0

I have a matrix of 256*256 ,I need to break this matrix to get 1024 blocks (256*256/(8*8)). Then I need calculate mean,standard deviation,Kurtosis,standard deviation of each block (1024 blocks)

The dataset which I want from from matrix is

S.no Mean standard deviation Kurtosis Skewness 1 2 . . . . 1024

I am stuck in looping and retrieving the values to compute the statistics.

Praveen Chougale
  • 355
  • 3
  • 11
  • 1
    Sounds like a challenge. Where are you stuck exactly? Can you show us your code?
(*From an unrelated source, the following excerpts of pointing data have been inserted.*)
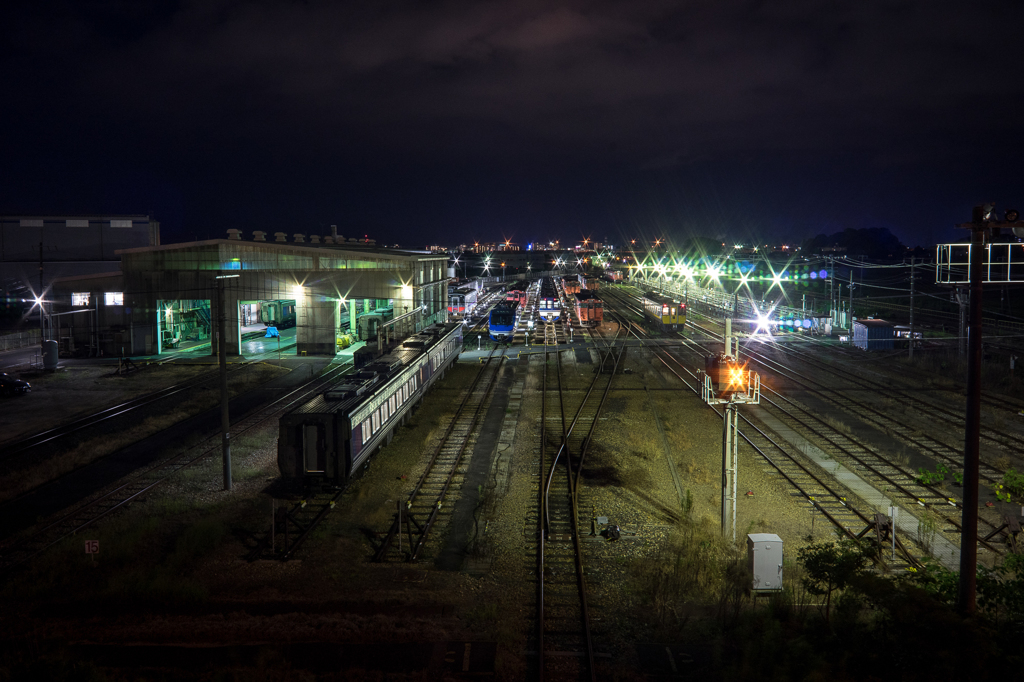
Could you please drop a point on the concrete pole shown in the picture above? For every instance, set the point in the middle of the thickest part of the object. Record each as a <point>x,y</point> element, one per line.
<point>726,451</point>
<point>851,300</point>
<point>966,597</point>
<point>912,262</point>
<point>735,462</point>
<point>225,423</point>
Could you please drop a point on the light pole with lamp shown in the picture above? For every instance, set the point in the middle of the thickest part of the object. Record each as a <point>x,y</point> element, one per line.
<point>225,423</point>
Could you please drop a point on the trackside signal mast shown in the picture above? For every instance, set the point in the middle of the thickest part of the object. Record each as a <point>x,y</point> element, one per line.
<point>728,382</point>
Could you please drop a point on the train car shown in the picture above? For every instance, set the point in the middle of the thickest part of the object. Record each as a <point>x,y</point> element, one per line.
<point>590,309</point>
<point>667,312</point>
<point>462,301</point>
<point>278,313</point>
<point>549,305</point>
<point>517,292</point>
<point>502,322</point>
<point>325,441</point>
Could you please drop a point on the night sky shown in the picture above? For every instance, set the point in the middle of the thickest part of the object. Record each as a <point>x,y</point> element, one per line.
<point>441,122</point>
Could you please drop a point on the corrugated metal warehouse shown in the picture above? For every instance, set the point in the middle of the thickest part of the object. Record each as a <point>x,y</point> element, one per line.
<point>323,286</point>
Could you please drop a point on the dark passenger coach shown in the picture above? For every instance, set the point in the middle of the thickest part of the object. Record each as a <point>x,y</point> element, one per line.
<point>325,441</point>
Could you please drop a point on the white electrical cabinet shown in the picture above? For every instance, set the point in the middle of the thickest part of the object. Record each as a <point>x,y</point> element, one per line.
<point>764,557</point>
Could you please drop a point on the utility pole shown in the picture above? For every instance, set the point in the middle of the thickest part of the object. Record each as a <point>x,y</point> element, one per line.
<point>832,289</point>
<point>912,262</point>
<point>225,423</point>
<point>850,307</point>
<point>42,334</point>
<point>966,596</point>
<point>962,300</point>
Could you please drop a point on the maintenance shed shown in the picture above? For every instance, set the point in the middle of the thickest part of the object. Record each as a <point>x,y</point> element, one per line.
<point>873,334</point>
<point>317,290</point>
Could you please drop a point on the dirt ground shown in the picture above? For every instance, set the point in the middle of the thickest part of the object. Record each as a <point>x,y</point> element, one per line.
<point>171,570</point>
<point>82,389</point>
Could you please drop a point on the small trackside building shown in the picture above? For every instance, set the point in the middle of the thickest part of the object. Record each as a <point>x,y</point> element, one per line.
<point>873,334</point>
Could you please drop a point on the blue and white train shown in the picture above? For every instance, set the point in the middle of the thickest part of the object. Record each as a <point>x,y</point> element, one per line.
<point>549,305</point>
<point>503,320</point>
<point>323,442</point>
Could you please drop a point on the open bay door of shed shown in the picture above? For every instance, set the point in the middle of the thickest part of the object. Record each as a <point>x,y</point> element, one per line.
<point>764,557</point>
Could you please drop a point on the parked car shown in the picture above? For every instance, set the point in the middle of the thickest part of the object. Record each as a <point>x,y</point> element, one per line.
<point>11,386</point>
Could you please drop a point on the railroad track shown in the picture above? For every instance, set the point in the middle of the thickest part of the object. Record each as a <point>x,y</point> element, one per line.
<point>890,477</point>
<point>564,639</point>
<point>824,497</point>
<point>940,414</point>
<point>428,504</point>
<point>51,439</point>
<point>19,550</point>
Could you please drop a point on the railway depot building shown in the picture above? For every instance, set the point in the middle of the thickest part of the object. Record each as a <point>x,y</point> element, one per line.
<point>323,289</point>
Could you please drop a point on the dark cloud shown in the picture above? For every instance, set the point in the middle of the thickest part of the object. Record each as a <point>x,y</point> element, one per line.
<point>483,102</point>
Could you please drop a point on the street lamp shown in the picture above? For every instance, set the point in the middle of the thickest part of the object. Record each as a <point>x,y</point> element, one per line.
<point>225,422</point>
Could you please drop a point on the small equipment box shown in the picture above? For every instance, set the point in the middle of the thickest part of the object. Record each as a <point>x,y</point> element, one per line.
<point>764,557</point>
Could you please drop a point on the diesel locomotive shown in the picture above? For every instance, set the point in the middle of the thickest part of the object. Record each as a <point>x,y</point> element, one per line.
<point>323,442</point>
Also please read - [How do I ask a good question?](https://stackoverflow.com/help/how-to-ask) and [How to make a great R reproducible example?](https://stackoverflow.com/questions/5963269/how-to-make-a-great-r-reproducible-example) – Shique May 29 '18 at 07:53
  • 1
    Possible duplicate: [Function to split a matrix into sub-matrices in R](https://stackoverflow.com/questions/24299171/function-to-split-a-matrix-into-sub-matrices-in-r/24299527#24299527) – markus May 29 '18 at 07:59
  • Yes sure... I have converted an Image to a matrix of 256*256.First I am trying to calculate mean,I am getting error,Below is the code. y – Praveen Chougale May 29 '18 at 08:00
  • @PraveenChougale Try `apply(X = asa, MARGIN = 3, FUN = mean)`. It should return a vector of length 1024. – markus May 29 '18 at 08:22
  • Yes thanks a lot got it.But I need summary of each block,by using FUN=mean ,I am getting only mean – Praveen Chougale May 29 '18 at 08:36
  • 1
    @PraveenChougale Please put the additional information from your comments in your question, i.e. **edit your question:** https://stackoverflow.com/posts/50579071/edit – jogo May 29 '18 at 10:04

1 Answers1

1

m is your matrix. yourMatrixFunction is a function you need to define that works on a single 8x8-matrix and acquires what you want.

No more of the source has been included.